Natasha ressalta que a mensagem “guia antiestupro” é baseada em discursos que culpam a mulher. Estereótipos são reforçados para dizer como uma mulher se torna “passível de ser estuprada”. No entanto, entidades como a ONG Think Olga e o Anuário Brasileiro de Segurança Pública de 2019 mostram que não existe padrão de vítima ou “elementos de risco”.

Pelo anuário, o número de estupros, entre 2018 e 2017, aumentou 4,1%, chegando a 180 casos, por dia, em todo o Brasil. A cada hora, 4 meninas de até 13 anos são estupradas. Mulheres nessa faixa etários são 53,8% das vítimas. As mulheres, de forma geral, são 81,8% das pessoas estupradas. O maior índice de casos ocorre dentro da casa das vítimas e as pessoas costumam ser conhecidas. Por isso há tanta subnotificação.

ENFRENTAMENTO

Legalmente, aponta Natasha Vasconcelos, houve muito protecionismo a estupradores, minimização do crime e responsabilização da mulher até muito recentemente. Só em 2002, lembra, foi retirado do Código Civil o direito do homem de anular um casamento se descobrisse que a mulher não era virgem. Só em 2005 foi revogada a lei 11.106, que extinguia a pena por estupro se o agressor se casasse com a vítima. Só em 2018, pela lei 13.718, a importunação sexual virou crime. Só em 2019 foi definitivamente proibido o casamento infantil, modalidade na qual o Brasil desponta como um destaque negativo. “Um estado que levanta a bandeira pró-família e de enfrentamento da violência contra a mulher, que não adota perspectiva feminista pra romper a estrutura patriarcal e racista fundante da nossa sociedade; e que tem medo de falar de igualdade de gênero e sexualidade nas escolas, visto que as maiores vítima são crianças, não tem política séria para combater estupros”, critica a advogada.

Por falta de uma política de enfrentamento da violência contra a mulher, em moldes propostos por Natasha, o “guia antiestupro” das redes sociais digitais acaba quase sendo verídico. Mas isso é porque a mulher continua sendo vista como culpada pela violência que sofre. Ou isso muda, a violência será perpetuada e cultural, alerta a advogada. A sociedade precisa de educação para eliminar os discursos machistas e misóginos das políticas públicas e do senso comum. Natasha conclui criticando qualquer forma de culpar a mulher, principalmente crianças, pelos estupros sofridos. Porque esses discursos apenas desobrigam o Estado a garantir a segurança, que é direito humano e constitucional. “Infelizmente, os instrumentos de combate à violência são baseados em conceitos muito antigos”, conclui.
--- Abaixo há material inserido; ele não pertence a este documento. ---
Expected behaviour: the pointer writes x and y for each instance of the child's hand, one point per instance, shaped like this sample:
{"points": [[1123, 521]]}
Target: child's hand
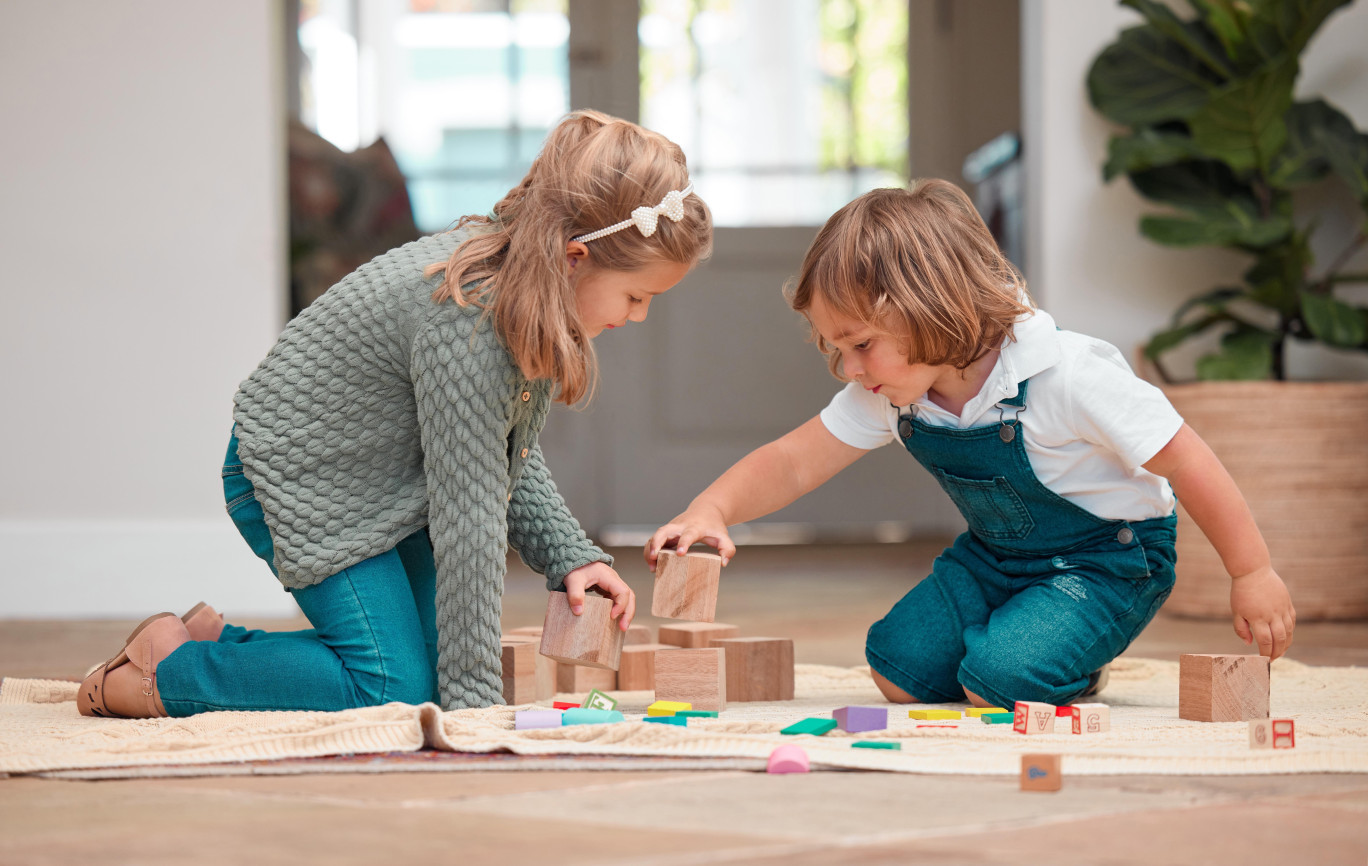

Estupradores não têm padrão comportamental

Do lado da ciência, a mensagem do “guia antiestupro” não tem fundamentação sólida. A análise é do psicólogo Manoel de Christo Neto, professor mestre da Universidade da Amazônia (Unama). Ele é enfático: a violência, o que inclui estupro, é complexa e multidimensional. Falar de um padrão é supor que todos os casos são iguais e não são. O texto das redes sociais, observa o psicólogo, sugere um padrão que não foi comprovado cientificamente. Nem se sabe exatamente a origem. “Já é do conhecimento da psicologia, da psiquiatria e das demais ciências que estudam a mente humana que todo estuprador é um psicopata, embora nem todo psicopata seja um estuprador. Mesmo que possa haver variações de comportamento entre os estupradores, pode-se observar em suas condutas, alguns elementos comuns: falta de empatia, frieza, ausência de sentimento de culpa, de remorso, intolerância à frustração e a ser contrariado em suas vontades e desejos, responde de forma violenta, pois tem baixo limiar de descarga da agressividade e tende a culpar os outros para explicar seu comportamento destemperado”, detalha Christo.

Para o psicólogo, existem algumas informações que parecem ter sentido na mensagem do “guia antiestupro”. Contudo, ele reforça ser arriscado fazer afirmações que não foram resultado de pesquisa científica. “Existe um sério perigo de escamotear uma importante questão de fundo: vivemos em uma sociedade machista, patriarcal e violenta com as mulheres. As supostas recomendações são genéricas e podem induzir o pensamento de que cabe à mulher a responsabilidade de ter sido estuprada ou de evitar uma violência monstruosa como essa. E tantas outras que são cometidas no aconchego do lar, em relações abusivas com seus companheiros, pais, tios, namorados, etc.”, analisa o psicólogo e professor.